I came back into the house just as my mother walked across the room, parting the waters as she always did: elegant, beautiful and aware of her audience. Mami was the movie star who never got to be in a movie because she got tangled in the red tape of traditional Puerto Rican martyrdom. She would remain the benevolent goddess with a wicked sense of humor. Mami smiled and greeted everyone as if it were a regular party, except the fatigue and sadness of the last six months remained especially around her eyes.
The radiant smile did nothing to assuage the grief.
They made a dashing couple -- the picture on the mantle of my parents made me proud; her slim body draped in an evening gown, cinched at the waist, pressed against his and her chin tilted up to take a closer look at his face. His left arm was tightly wound around her, his eyes fixed on the camera and his right hand in the pocket of his loose white slacks. It looked as if he were ready to pick her up off the ground and run down the street.
Mami walked by and was about to greet me as if I were another guest, but recognizing me at last, she let her smile fade. We embraced and I made sure to not crush the rose pinned to her dress.
I will miss him, she said, and after a long pause, I do miss him
Every feeling fades with time, even grief
Your’re right, Maria. Always so sensible.
I try not to do it too often
What?
Be sensible . . . it gets boring.
I was tempted to speak of my disappointment, not that Papi hadn’t recovered from his illness, but that María hadn’t wanted to meet me and her powerful absence. My dreams of re-connecting with the sister I had never met were dashed again.

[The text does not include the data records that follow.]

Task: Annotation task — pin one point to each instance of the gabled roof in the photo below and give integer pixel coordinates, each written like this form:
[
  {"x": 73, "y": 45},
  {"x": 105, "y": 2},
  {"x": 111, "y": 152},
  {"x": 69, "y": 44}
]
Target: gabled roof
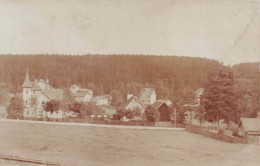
[
  {"x": 27, "y": 83},
  {"x": 251, "y": 124},
  {"x": 158, "y": 104},
  {"x": 82, "y": 93},
  {"x": 126, "y": 103},
  {"x": 146, "y": 92},
  {"x": 108, "y": 109},
  {"x": 54, "y": 94},
  {"x": 36, "y": 87}
]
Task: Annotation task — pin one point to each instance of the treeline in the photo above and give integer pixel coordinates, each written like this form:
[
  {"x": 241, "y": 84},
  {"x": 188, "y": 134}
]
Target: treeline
[
  {"x": 104, "y": 73},
  {"x": 247, "y": 70}
]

You’re sad about your father too. I can see it.
Not wanting to spoil her moment, I agreed, using my sadness about my sister as a sign of grief for my father.

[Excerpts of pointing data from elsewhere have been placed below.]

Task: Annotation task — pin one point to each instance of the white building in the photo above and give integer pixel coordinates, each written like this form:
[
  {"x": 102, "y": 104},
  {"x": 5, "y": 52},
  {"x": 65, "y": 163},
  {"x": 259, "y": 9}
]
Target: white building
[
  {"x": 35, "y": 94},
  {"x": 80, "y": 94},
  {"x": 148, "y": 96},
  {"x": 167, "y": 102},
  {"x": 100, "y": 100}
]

My mother squeezed my arm to signal the end of our communal mourning; she returned to her sanctuary, to make more sandwiches and slice large hunks of guava paste and white cheese into thin slivers, layering one guava and one white cheese slice on crackers with her usual grace and lack of appetite. She tasted a recipe and never ate a full meal. We always knew when to leave each other alone because we shared the belief that grief was private. I considered for a moment whether to leave a note and take an early flight, but decided against it. There was enough drama without my creating more, so I slipped away from the party, took off the dress and changed into running clothes.

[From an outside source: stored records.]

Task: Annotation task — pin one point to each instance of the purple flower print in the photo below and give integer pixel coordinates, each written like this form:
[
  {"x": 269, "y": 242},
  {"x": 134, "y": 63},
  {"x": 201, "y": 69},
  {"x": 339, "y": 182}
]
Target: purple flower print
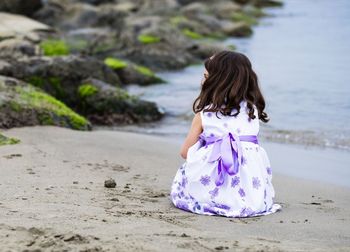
[
  {"x": 244, "y": 161},
  {"x": 214, "y": 192},
  {"x": 209, "y": 209},
  {"x": 182, "y": 205},
  {"x": 241, "y": 192},
  {"x": 235, "y": 181},
  {"x": 269, "y": 170},
  {"x": 184, "y": 181},
  {"x": 222, "y": 206},
  {"x": 246, "y": 211},
  {"x": 256, "y": 182},
  {"x": 205, "y": 180}
]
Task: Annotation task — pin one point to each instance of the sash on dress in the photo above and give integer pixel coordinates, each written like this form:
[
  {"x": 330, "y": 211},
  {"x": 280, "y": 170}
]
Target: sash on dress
[{"x": 227, "y": 150}]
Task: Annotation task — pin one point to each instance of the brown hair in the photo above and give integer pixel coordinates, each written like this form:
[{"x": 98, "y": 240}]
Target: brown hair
[{"x": 231, "y": 80}]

To be able to breathe deeply again, I had to run away if only from a couple of hours. Once outside, standing on the porch by myself, I took the opportunity to look in at the crowd of people speaking in whispers about the deceased, and I held my memories of his abuse close. I let the sounds of hushed voices and the rising noise of coquis fill my ears so my thoughts were no longer significant, I headed down the narrow tree-lined road to the edge of the river to talk to ghosts and give up on the living. Talking to ghosts had always been a comfort.